Why Documents Are 80% of Higher-Ed Accessibility Work
Here's the conversation I've had more times than any other.
An institution runs a web scan, gets a few thousand findings, and builds a remediation plan around them. Six months in, someone finally asks about the 40,000 PDFs in the LMS. The room goes quiet. The plan was built around the 20% of the problem the scanner could see.
I spent 21 years inside higher education, including a long run at Quinsigamond Community College, and the pattern never changed: documents are roughly 80% of the remediation surface, and they're the part nobody scoped.
Why documents dominate the math
Walk through where content actually lives at a college:
- A four-year institution has tens of thousands of course documents — syllabi, lecture slides, problem sets, scanned readings, lab handouts
- Every one was created by a different person, in a different tool, to a different standard
- New ones are produced every single term, faster than any backlog gets cleared
- Most are PDFs and PowerPoint files, which is exactly what automated web scanners are worst at evaluating
The marketing website is a few hundred pages on a handful of templates. Fix the template, fix the pages. Documents have no template. Each one is its own small remediation job, and the pile grows every semester.
That's the asymmetry. Web is bounded and template-driven. Documents are unbounded and human-driven.
Why the scanner makes it worse
A web accessibility scanner is good at what it does — and what it does is crawl HTML. It will tell you about color contrast and missing alt text on pages it can reach.
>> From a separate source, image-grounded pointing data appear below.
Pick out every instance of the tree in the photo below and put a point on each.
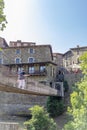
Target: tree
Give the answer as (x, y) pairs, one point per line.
(2, 16)
(78, 109)
(40, 120)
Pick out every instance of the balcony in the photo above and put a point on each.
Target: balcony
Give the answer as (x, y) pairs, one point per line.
(39, 73)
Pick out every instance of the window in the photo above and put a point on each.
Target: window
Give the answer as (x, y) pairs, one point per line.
(31, 50)
(17, 60)
(18, 51)
(1, 61)
(31, 70)
(31, 60)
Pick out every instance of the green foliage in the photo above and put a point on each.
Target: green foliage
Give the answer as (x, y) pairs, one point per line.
(66, 86)
(40, 120)
(2, 16)
(55, 106)
(78, 109)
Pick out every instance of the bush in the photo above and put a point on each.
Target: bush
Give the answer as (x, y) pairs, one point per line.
(40, 120)
(66, 86)
(55, 106)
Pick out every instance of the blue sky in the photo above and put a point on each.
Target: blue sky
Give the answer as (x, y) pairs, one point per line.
(60, 23)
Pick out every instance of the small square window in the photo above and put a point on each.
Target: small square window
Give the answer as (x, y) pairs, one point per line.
(0, 61)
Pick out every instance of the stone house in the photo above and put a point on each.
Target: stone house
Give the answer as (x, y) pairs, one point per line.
(58, 59)
(37, 60)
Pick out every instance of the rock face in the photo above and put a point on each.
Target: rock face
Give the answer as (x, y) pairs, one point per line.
(18, 104)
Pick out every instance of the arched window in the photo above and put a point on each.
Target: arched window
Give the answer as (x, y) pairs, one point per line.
(17, 60)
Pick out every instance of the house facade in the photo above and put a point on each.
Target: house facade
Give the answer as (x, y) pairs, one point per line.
(71, 58)
(37, 60)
It will not meaningfully tell you that:
- A 200-page scanned course reader is an image with no text layer at all
- A faculty slide deck has reading-order problems no automated tool flags
- A fillable PDF form can't be completed with a keyboard
So the scanner produces a confident report about 20% of the problem, the plan gets built around that report, and the 80% stays invisible until someone trips over it. The tool didn't lie. It just answered a smaller question than the one you were actually asking.
The danger isn't that scanners are wrong. It's that they're precise about the small part and silent about the large part — and precision reads as completeness.
What this means for your plan
If documents are 80% of the work, then a compliance plan that spends most of its timeline on the website is sequenced backward, no matter how good it looks.
Three practical moves:
- Scope documents explicitly. Estimate the volume — LMS exports, shared drives, the public site. A rough count of 30,000 vs. 3,000 changes the entire plan.
- Triage by use, not by age. The reading assigned to 400 students this term outranks a 2014 committee memo nobody opens. Fix what's in front of students now.
- Stop the inflow. Remediating the backlog while faculty add 5,000 new inaccessible files a term is bailing a boat without patching it. Training the people who create documents is not optional — it's the patch.
Where institutions should actually start
Not with the backlog. Start with the documents students are required to use this term in required courses — that's the highest-harm, highest-reach slice, and it's a finite, fundable first phase. It also produces the thing budget committees respond to: a visible win for real students before the Title II date, not a percentage on a dashboard.
Then work outward — high-enrollment courses, then the long tail — while training closes the tap so the pile stops growing.
The short version
Your scanner reports on the 20% it can see. Documents are the other 80%, they have no template, and they regenerate every semester. Any plan that doesn't scope documents first isn't conservative — it's just incomplete with good production values. Count the documents before you trust the dashboard.